Fans Celebrate First Flight, 12/15/03
This week, aviation enthusiasts are celebrating the Wright brothers' first flight with exhibits, air shows and other events in places around the country, culminating in a reenactment of the Wrights' accomplishment in Kill Devil Hills on Dec. 17.
Much has changed about flight from its inception one hundred years ago. Aircraft have crossed the continent and broken the sound barrier; spacecraft have explored planets and our sun, and touched the edge of the solar system. But its beginnings were more humble.
America at the start of the 20th century was a nation on the move. Cities were growing and becoming electrified, more and more automobiles were dotting the roads and bicycling was a booming pastime. The nation, and the world, were ripe for the advent of aviation.
Countries including Germany, France and the United States were in a race to build the first piloted, powered, heavier-than-air craft that would help speed transportation. The Wright brothers from Dayton, Ohio, would accomplish that feat on Dec. 17, 1903.
Seeds of flight
The spark of invention may have come the day Wilbur and Orville Wright's father gave them a flying toy that was powered with a rubber band. The brothers soon broke the cork, bamboo and paper plaything, but spent many hours working on repairing and replicating it.
As they got older, they started researching other people's experiments in aviation, including engineers Otto Lilienthal from Germany and Octave Chanute, who was born in France. Fascination with mechanical things led them to build a printing press and publish several local newspapers, including the West Side News and the Dayton Tattler.
The brothers also took advantage of the popularity of bicycles to start their own repair shop, where they designed and sold their own models. It was in their bicycle shop that they started building models -- one of which would later become the Wright Flyer.
Building the flying machine
By the late 1890s, Wilbur and Orville were working full tilt on a machine that could fly. They gathered information related to flight from the Smithsonian Institution and studied birds to understand basic aerodynamics.
In August 1899, the brothers built a two-winged kite with a 5-foot wingspan and fixed tail. They were concerned with controlling a flying structure, rather than stability or propulsion, which ended up being the key to their success.
They discovered that the wings could be warped, or twisted, to make the structure roll from one side to the other in a controlled manner. They tested this design on the kite, using ropes pulled from the ground. On subsequent gliders and aircraft, they used cables that the pilot operated. Other early aircraft designers would use this breakthrough technique known as wing warping.
In the autumn of 1900, Wilbur, who was at that point 33, and Orville, who had just turned 29, traveled to Kill Devil Hills on North Carolina's Outer Banks to test a piloted glider. They chose that spot because of the area's strong, steady winds and seclusion - they didn't want the public to see their design until it actually worked.

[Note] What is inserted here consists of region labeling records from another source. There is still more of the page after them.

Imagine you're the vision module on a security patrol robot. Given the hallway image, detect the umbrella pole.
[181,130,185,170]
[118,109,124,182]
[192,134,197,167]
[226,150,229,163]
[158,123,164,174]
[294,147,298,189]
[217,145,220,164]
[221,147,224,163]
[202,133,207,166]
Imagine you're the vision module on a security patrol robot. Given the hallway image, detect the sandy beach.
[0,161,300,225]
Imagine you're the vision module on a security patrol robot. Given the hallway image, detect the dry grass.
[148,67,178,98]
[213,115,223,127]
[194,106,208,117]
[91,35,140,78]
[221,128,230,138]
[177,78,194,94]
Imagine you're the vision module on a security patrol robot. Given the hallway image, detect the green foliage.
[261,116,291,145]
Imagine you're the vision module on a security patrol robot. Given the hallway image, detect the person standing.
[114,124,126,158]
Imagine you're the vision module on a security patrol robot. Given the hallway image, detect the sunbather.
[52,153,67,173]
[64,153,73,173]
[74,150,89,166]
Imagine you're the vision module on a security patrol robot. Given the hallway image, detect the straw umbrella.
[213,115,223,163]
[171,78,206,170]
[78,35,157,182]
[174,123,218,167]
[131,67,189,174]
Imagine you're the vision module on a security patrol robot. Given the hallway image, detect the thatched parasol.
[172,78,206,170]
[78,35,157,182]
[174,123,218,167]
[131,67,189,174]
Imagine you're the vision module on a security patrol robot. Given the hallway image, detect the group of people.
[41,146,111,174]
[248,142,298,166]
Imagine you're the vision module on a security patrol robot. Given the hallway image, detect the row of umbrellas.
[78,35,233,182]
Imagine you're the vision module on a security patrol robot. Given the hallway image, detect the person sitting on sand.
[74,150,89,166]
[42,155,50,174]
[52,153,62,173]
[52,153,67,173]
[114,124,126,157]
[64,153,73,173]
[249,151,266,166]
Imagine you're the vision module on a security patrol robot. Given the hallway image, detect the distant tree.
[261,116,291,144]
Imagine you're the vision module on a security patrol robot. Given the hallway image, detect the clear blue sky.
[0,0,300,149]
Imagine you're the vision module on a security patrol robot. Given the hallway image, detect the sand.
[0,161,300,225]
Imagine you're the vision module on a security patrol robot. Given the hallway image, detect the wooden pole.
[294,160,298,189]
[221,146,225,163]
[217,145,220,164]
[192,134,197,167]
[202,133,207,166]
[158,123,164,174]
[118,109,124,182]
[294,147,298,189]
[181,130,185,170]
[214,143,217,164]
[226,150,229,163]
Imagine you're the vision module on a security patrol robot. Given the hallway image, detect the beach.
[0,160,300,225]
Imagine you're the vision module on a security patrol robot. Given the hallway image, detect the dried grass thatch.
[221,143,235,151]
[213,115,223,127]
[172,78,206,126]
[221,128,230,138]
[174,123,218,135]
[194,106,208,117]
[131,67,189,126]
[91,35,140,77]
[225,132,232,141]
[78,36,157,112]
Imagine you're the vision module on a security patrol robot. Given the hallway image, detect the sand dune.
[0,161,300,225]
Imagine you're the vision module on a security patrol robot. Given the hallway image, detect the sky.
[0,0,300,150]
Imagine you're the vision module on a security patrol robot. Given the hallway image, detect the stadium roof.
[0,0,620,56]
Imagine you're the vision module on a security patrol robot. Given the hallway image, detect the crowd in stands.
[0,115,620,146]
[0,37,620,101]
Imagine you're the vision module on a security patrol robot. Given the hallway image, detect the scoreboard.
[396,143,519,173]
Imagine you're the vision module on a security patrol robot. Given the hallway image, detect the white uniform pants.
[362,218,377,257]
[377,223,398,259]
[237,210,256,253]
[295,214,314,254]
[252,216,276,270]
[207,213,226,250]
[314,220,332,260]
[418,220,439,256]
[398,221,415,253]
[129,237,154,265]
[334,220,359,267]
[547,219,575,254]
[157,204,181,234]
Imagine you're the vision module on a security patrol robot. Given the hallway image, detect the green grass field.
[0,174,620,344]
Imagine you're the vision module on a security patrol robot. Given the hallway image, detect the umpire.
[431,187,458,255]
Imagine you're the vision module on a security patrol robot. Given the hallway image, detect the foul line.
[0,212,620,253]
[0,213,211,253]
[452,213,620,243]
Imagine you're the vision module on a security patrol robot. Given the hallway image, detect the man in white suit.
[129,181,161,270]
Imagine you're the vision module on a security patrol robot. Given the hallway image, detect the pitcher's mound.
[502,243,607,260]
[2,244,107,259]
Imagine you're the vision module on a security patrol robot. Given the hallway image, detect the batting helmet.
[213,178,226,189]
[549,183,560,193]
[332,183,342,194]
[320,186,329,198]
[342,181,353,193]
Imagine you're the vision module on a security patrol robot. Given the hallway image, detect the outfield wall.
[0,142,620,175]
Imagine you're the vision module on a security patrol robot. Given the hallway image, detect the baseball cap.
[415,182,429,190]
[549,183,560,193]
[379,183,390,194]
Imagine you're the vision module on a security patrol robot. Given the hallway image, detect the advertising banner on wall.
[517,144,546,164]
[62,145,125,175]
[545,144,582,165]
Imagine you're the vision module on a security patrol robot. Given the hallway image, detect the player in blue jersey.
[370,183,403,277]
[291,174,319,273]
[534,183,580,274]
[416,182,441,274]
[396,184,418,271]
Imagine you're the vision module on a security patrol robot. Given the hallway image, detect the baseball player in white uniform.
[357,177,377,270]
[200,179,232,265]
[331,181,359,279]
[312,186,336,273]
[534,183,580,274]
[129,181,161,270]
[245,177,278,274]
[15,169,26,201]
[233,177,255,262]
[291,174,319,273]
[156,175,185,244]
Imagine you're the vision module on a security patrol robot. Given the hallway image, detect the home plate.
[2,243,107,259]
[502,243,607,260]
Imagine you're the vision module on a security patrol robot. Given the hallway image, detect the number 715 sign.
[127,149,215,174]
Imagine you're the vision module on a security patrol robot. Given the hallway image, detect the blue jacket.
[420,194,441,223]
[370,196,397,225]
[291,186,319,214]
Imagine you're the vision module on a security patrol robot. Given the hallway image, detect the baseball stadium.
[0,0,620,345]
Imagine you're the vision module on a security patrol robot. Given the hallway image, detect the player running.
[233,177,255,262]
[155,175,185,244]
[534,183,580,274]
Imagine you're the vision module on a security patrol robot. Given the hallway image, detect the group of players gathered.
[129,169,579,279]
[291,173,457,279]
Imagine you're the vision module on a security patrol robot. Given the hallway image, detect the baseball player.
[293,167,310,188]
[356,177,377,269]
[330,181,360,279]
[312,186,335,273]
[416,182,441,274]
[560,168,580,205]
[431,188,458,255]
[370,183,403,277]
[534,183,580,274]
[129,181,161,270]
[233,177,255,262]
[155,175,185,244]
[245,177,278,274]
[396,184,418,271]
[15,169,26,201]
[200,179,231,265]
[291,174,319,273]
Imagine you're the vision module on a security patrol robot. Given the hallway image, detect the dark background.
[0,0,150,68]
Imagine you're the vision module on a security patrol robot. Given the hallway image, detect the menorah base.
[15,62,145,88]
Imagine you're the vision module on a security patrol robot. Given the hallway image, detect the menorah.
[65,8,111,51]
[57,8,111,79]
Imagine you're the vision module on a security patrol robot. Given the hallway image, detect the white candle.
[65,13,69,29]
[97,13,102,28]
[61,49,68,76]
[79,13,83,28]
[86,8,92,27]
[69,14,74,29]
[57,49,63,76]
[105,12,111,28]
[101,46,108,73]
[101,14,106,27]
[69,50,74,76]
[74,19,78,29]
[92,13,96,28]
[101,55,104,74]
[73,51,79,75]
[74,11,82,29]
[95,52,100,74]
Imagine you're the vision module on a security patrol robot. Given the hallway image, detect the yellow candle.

The Wrights discovered some of the data on the wing design they had been using was wrong and decided to redo their lift and drag tables. They also remembered that inventors sometimes used wind tunnels, and decided to build one.
In their 5-foot-long wooden wind tunnel, they tested 200 different airfoils, or wing shapes. They added other features to their design, such as a single hinged fin to act as a rudder to help the structure make smooth turns.
The resulting craft could be controlled through all three axes of motion - pitch, yaw and roll - the basis for powered flight.
The first successful flights
Wilbur and Orville took a more advanced creation back to Kill Devil Hills in the fall of 1903. This time, the two-winged biplane had two propellers and a four-cylinder engine. The craft had a 40-foot-4-inch wingspan and weighed about 750 pounds with the pilot.
On Dec. 14, Wilbur made the first attempt, lying on his stomach in a hip cradle that he moved to help guide the airplane. The flyer rolled down a trolley rail to gain speed and then sailed into the air for a few seconds before it stalled and dropped to the sand.
The brothers fixed the plane and tried again Dec. 17. It was Orville's turn. The flyer soared into the air and traveled 120 feet for 12 seconds, marking the first controlled, piloted, powered flight.
He wrote in his journal: "This flight lasted only 12 seconds, but it was nevertheless the first in the history of the world in which a machine carrying a man had raised itself by its own power into the air in full flight, had sailed forward without reduction of speed and had finally landed at a point as high as that from which it started."
They flew three more times that day, the last of which lasted 59 seconds before the airplane touched down 852 feet from its launching point. A strong gust of wind then toppled the wooden, wire and fabric plane, destroying it.
Nevertheless, the two men's place in history was sealed. And 65-and-a-half years later, Neil Armstrong carried some fabric and two tiny pieces of wood from the Wright Brothers plane sewn into his spacesuit when he walked on the moon.
The actual 1903 Wright flyer is on display at the National Air and Space Museum in Washington, D.C.